The commercial component of Ghana’s total external debt has exceeded 50 percent— which is more than double the share two decades ago when the country was classified as a Highly Indebted Poor Country (HIPC).
According to the Finance Ministry’s 2020 Public Debt Statistical Bulletin, 51.1 percent of the country’s GH¢141.8 billion external debt stock is owed to commercial lenders, with the regular issuance of Eurobonds largely driving this development.
Between 2017 and 2020, the stock of outstanding Eurobonds increased by more than GH¢42 billion, from GH¢16.3 billion to GH¢58.6 billion.
The country raised US$2 billion in 2018, US$3 billion in 2019 and US$3 billion in 2020 through Eurobonds.

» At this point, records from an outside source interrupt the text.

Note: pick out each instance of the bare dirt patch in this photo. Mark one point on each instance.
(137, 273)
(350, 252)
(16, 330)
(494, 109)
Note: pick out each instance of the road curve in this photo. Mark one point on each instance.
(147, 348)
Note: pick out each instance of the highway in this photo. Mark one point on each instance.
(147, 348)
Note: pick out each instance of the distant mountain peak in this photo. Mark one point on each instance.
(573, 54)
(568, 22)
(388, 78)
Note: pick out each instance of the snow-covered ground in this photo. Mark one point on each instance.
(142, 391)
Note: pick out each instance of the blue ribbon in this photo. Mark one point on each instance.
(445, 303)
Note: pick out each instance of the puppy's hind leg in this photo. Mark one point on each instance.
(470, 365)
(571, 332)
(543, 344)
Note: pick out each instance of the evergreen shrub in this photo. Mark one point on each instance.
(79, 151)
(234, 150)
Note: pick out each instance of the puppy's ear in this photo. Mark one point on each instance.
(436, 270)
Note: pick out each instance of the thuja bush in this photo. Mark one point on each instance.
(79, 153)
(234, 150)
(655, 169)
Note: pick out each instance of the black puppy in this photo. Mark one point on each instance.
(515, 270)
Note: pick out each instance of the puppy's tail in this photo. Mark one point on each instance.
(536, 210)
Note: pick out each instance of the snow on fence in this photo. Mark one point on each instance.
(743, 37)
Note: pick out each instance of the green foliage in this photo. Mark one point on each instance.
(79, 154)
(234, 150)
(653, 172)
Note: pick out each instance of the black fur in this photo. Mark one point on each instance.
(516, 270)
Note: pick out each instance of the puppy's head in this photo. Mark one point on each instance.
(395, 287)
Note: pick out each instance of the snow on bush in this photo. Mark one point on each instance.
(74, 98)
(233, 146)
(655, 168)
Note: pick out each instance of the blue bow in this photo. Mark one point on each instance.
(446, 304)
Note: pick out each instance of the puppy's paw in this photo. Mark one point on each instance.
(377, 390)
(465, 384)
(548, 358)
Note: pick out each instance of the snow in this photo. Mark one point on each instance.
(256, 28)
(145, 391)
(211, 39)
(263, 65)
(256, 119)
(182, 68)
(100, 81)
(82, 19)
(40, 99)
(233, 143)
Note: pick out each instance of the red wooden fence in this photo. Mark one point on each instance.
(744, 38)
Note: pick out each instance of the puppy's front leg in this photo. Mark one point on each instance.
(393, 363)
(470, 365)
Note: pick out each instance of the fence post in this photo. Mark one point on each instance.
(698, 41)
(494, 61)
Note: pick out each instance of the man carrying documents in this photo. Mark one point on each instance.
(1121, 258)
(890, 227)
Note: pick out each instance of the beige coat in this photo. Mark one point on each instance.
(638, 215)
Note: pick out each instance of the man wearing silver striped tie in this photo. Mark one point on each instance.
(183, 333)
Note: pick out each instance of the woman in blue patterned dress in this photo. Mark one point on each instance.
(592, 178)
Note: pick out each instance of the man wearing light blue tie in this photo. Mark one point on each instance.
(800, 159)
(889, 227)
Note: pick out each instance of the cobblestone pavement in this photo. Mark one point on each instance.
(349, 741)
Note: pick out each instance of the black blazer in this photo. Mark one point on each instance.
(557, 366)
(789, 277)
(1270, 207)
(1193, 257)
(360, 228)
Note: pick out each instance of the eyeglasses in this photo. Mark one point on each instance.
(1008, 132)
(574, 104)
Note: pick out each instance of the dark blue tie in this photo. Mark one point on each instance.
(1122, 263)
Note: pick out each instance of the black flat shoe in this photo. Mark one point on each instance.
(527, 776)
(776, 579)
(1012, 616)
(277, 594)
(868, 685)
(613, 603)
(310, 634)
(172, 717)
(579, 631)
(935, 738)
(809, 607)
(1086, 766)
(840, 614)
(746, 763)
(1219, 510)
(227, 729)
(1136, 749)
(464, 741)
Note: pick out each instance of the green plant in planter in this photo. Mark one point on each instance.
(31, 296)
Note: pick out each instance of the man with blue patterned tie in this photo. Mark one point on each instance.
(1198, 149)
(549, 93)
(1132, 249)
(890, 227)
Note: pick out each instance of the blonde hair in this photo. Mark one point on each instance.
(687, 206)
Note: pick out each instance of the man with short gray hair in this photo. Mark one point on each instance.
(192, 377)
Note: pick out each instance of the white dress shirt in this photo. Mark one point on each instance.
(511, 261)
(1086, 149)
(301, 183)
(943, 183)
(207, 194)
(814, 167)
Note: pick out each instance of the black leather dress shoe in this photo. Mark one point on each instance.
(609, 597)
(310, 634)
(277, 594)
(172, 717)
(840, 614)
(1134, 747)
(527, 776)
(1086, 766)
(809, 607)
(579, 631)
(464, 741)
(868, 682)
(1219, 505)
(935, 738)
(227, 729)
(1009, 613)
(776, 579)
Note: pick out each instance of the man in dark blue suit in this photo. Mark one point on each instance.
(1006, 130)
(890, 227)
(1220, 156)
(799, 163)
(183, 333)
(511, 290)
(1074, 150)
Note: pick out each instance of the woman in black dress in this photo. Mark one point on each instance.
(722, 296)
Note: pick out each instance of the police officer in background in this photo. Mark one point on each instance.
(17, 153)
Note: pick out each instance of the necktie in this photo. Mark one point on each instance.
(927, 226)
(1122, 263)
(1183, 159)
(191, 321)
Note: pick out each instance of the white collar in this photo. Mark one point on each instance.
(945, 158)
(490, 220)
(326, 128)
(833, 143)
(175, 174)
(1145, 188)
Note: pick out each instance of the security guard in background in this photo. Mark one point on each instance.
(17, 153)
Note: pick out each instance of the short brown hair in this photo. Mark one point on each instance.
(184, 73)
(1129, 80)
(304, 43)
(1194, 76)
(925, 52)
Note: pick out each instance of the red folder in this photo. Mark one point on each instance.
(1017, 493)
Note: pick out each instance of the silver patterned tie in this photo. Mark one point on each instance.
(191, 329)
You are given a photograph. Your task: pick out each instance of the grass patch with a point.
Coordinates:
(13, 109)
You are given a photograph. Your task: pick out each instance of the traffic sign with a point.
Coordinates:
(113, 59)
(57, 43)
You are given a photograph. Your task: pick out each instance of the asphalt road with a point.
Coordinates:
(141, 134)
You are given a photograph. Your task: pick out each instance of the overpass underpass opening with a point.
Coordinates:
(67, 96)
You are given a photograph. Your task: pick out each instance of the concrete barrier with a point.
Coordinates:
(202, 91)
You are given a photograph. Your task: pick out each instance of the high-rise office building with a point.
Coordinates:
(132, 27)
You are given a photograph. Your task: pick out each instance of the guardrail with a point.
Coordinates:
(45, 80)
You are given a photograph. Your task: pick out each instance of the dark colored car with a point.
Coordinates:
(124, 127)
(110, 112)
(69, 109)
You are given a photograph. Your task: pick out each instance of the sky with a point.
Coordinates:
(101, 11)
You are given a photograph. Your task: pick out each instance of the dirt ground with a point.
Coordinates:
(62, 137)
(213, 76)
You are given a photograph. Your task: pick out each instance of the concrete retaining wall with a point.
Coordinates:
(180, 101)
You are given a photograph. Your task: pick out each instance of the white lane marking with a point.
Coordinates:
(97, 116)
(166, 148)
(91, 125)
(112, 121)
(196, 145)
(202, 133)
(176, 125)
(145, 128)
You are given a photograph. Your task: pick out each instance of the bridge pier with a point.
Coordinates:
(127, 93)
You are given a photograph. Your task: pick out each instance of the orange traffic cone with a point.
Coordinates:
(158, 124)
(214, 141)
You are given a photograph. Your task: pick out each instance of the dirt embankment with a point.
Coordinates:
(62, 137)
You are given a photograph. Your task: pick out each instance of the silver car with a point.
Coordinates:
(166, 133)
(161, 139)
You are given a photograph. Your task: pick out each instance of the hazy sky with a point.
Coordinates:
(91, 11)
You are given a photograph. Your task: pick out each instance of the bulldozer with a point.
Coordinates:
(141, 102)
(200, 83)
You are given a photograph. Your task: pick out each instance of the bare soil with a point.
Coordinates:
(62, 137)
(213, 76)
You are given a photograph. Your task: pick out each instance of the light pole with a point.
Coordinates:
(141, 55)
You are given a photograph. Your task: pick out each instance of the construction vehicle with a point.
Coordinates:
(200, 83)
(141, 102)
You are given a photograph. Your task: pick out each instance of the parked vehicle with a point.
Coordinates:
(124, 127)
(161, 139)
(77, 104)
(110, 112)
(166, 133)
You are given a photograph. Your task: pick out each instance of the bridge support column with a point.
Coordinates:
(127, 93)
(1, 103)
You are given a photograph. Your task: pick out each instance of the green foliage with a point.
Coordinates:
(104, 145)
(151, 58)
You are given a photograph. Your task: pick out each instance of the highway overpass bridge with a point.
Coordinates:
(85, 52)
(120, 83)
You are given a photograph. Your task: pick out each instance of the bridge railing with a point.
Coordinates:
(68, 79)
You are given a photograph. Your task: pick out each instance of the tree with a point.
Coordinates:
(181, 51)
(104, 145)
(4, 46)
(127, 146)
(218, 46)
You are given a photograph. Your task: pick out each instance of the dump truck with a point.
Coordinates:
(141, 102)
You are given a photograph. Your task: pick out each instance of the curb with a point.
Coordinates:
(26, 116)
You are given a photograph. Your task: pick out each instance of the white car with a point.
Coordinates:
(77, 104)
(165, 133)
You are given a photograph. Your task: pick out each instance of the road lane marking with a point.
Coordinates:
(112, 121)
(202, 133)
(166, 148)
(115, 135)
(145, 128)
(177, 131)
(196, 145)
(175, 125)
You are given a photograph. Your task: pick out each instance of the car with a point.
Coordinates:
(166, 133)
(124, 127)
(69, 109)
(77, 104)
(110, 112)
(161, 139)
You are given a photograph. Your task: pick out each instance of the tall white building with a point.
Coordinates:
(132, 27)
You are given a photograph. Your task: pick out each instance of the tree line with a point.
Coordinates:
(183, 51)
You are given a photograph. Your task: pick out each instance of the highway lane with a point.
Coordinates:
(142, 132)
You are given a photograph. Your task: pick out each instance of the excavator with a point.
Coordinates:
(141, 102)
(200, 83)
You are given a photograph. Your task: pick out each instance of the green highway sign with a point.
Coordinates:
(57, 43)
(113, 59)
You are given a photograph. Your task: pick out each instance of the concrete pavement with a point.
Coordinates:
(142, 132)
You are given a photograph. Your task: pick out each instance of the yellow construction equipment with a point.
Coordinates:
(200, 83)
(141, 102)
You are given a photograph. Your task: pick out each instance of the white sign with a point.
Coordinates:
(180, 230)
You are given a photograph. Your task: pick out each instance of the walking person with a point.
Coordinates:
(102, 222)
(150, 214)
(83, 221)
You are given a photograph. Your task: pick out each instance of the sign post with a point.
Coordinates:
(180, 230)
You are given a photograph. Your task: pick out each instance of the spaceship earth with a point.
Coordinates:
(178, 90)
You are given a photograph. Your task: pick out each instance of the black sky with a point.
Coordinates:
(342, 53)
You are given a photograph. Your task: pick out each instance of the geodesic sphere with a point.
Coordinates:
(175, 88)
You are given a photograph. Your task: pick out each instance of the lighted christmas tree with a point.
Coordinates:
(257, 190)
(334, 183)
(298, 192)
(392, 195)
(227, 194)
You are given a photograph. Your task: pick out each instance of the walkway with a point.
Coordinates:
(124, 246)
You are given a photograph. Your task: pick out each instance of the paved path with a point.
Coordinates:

Just last week, another US$3 billion worth of Eurobonds were sold by the government on the international capital market.
The rise in the commercial component of Ghana’s external debt translates into a more expensive debt servicing cost, as commercial loans cost more than the concessional credit that is usually obtained from multilateral institutions like the World Bank, International Monetary Fund and African Development Bank.
Due to Ghana’s middle-income status, the country has seen reduced access to concessional loans, which has fuelled the rapid increase in commercial borrowing.
Rising external commercial borrowing has meanwhile contributed to making interest payments the biggest expenditure item on government’s books for 2021.
According to the 2021 budget statement presented to lawmakers last month, government will spend GH¢35.9 billion as interest payments, whereas workers’ compensation is expected to amount to GH¢30.3 billion.
Compensation paid to workers has historically been government’s biggest expenditure item, but rising public debt since the late 2000s has rapidly pushed up interest spending, which has now eclipsed the compensation bill.
In the 2021 budget, government sought parliamentary approval to spend GH¢110 billion on its programmes and initiatives, with 31 percent of the amount dedicated to debt servicing.
Since 2013, the country has turned to Eurobonds to finance the fiscal deficit as well as refinance more expensive domestic debts.
Government has set its sights on bringing down the fiscal deficit from 11.7 percent to 9.5 percent of GDP in 2021 in a bid to achieve fiscal consolidation and help contain the rate of debt accumulation.